Note:
This topic has been translated from a Chinese forum by GPT and might contain errors.
Original topic: TIDB 如何通过工具获取到底层rocksdb的监控数据
【TiDB Usage Environment】Production Environment
【TiDB Version】v6.1.7.1
【Encountered Problem: Problem Phenomenon and Impact】How to obtain the monitoring data of the underlying RocksDB through tools in TiDB【Can tikv-ctl support it?】, including the structure of each LEVEL and the following monitoring:
rocksdb.write.wal
rocksdb.block.cache.add
In Grafana, tsp-prod-tidb-cluster-TiKV-Details has detailed RocksDB monitoring.
The information here is still not very complete.

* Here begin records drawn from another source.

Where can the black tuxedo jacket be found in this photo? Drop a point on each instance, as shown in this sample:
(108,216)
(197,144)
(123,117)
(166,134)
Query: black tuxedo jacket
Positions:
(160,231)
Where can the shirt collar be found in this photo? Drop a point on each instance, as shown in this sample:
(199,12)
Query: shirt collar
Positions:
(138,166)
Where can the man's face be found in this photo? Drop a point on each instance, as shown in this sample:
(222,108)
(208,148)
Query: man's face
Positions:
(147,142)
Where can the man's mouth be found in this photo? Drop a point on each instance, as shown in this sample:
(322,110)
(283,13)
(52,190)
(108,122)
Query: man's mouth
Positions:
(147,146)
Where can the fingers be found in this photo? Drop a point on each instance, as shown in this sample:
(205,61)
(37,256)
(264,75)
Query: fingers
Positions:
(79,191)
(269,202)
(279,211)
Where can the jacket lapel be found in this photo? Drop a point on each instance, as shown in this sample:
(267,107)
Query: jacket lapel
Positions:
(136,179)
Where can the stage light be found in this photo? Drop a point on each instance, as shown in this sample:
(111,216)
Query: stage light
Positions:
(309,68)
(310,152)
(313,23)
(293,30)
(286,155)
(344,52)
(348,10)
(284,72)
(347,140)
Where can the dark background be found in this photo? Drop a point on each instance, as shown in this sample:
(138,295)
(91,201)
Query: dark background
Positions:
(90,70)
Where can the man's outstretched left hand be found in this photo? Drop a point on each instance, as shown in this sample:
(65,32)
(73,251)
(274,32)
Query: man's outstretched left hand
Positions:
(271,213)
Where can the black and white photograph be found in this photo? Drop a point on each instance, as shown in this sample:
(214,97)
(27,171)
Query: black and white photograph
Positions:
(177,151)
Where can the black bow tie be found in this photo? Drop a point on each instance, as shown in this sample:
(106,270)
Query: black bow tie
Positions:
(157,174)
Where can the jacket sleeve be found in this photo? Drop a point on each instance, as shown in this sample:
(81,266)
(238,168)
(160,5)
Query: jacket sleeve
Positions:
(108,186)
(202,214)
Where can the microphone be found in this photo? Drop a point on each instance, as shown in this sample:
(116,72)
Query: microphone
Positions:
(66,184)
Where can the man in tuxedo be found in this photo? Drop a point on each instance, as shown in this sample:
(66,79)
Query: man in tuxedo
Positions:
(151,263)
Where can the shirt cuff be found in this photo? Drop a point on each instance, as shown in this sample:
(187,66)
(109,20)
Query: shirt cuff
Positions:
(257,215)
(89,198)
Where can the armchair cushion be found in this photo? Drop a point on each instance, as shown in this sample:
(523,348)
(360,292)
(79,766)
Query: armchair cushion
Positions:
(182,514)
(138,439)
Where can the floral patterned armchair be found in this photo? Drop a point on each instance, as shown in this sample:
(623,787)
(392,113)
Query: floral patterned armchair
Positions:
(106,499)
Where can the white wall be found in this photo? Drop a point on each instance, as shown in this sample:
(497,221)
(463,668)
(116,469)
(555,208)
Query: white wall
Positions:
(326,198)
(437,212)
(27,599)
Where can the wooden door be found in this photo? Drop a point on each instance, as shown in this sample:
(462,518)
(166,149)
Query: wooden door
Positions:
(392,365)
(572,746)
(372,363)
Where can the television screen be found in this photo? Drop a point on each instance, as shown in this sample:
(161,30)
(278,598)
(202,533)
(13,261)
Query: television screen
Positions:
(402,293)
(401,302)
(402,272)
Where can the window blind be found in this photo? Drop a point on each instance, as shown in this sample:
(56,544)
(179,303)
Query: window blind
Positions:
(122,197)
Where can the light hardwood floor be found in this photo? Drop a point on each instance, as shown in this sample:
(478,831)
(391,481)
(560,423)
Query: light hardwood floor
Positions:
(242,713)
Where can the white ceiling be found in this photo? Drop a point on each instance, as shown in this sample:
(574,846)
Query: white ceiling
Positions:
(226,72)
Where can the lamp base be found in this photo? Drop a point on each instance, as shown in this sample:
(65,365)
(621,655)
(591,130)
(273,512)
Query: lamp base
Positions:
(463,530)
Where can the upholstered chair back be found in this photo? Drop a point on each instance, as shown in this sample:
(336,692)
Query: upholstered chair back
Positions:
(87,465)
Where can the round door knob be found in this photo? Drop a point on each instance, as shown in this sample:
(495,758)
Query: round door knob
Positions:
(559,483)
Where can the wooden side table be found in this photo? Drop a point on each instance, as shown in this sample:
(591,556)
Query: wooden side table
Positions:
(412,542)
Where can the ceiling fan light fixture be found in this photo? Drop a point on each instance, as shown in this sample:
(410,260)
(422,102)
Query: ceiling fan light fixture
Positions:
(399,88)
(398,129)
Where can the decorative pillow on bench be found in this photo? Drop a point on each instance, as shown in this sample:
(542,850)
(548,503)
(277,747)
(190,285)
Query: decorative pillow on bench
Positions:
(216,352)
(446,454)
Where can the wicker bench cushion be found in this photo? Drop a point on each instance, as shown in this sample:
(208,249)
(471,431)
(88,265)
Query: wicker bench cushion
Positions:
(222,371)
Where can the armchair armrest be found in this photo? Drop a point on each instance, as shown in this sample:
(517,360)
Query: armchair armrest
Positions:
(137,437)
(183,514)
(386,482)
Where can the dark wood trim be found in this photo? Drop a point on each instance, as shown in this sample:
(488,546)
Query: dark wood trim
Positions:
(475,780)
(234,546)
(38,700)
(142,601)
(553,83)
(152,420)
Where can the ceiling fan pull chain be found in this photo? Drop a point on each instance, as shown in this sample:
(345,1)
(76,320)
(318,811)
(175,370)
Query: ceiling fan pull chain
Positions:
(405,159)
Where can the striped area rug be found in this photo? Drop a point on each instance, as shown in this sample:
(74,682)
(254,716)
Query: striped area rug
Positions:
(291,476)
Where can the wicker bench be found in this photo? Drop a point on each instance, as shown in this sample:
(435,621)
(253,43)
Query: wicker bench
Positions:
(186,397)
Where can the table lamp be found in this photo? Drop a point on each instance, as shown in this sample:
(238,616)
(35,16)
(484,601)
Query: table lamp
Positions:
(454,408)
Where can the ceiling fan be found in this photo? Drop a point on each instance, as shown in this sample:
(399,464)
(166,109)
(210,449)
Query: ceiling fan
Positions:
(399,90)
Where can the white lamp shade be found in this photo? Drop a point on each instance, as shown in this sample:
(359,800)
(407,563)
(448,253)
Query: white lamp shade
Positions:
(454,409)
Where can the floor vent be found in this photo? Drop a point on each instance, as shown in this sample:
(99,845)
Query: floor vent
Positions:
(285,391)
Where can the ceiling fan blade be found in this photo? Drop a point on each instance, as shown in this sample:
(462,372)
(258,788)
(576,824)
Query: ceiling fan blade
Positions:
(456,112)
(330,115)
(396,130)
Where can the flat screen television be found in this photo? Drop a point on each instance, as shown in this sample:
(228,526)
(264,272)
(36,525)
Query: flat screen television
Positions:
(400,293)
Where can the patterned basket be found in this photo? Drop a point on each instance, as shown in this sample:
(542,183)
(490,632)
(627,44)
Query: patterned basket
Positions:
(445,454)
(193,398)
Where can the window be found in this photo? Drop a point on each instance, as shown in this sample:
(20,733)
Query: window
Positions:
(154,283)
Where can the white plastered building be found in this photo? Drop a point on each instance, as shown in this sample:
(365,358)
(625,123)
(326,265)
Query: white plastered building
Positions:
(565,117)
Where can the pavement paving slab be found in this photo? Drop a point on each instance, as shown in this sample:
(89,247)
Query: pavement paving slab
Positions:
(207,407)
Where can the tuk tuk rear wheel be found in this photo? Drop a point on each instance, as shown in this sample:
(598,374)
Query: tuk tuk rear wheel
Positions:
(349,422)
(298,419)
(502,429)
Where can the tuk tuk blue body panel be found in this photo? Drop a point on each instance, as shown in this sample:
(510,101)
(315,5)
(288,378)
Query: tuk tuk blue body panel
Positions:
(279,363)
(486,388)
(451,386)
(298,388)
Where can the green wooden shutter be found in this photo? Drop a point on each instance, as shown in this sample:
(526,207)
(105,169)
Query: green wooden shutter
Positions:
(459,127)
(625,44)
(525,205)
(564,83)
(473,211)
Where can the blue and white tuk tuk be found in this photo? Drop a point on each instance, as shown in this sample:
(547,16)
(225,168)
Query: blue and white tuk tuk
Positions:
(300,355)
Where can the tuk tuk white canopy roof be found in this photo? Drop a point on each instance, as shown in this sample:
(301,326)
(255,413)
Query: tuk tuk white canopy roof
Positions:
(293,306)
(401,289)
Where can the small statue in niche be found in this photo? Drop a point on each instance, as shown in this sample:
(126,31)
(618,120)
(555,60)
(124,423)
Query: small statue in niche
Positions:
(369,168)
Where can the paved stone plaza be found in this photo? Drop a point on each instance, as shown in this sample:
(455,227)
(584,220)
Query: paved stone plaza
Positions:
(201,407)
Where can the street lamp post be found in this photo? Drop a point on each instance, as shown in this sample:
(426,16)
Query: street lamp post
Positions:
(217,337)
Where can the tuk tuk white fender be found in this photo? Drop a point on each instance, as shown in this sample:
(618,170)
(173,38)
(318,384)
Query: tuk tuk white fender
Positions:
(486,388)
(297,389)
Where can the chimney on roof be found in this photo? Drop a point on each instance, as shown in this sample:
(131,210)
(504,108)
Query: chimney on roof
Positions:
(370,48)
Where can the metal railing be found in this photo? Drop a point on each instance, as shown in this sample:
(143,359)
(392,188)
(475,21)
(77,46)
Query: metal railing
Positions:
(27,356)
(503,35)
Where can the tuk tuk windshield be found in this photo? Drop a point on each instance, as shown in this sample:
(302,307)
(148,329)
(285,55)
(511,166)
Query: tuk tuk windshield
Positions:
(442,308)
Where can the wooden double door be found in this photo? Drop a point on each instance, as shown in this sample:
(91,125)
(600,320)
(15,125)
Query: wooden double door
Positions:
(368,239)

The address tikvip:9100/metrics contains all the data collected by Prometheus monitoring. You can extract the data you need and create a monitoring dashboard in Grafana.
There is a question: If there is an uneven distribution of REGIONS, is there a way to trigger a rebalance through a command?
Take a screenshot to see the region distribution of each KV.
There is also a lot of KV monitoring information at tikv:20180/metrics.
You can do it manually using the pdctl command. For more details, you can check the documentation:
pd-ctl can see the hot STORE, and there are many hot REGIONS in this STORE. It seems that it still can’t BALANCE a few REGIONS
. Is there a systematic command to re-BALANCE the REGIONS in this STORE?
Currently, the cluster has a total of 25 STORES, but only 2 STORES have high load. The PD-CTL command also shows that there is a HOT spot issue with writes.
Check the scheduler
command in pdctl.
After running scheduler show
, it returns:
[
“balance-hot-region-scheduler”,
“balance-leader-scheduler”,
“balance-region-scheduler”,
“split-bucket-scheduler”
]
I found some PD-related HOT-REGION scheduling parameters, and I will try to modify them to see the effect.
I searched online, and for situations with hotspot STORE [a relatively large number of hotspot REGIONS], if it’s an existing cluster, you can only first alleviate it by adjusting the PD scheduling parameters.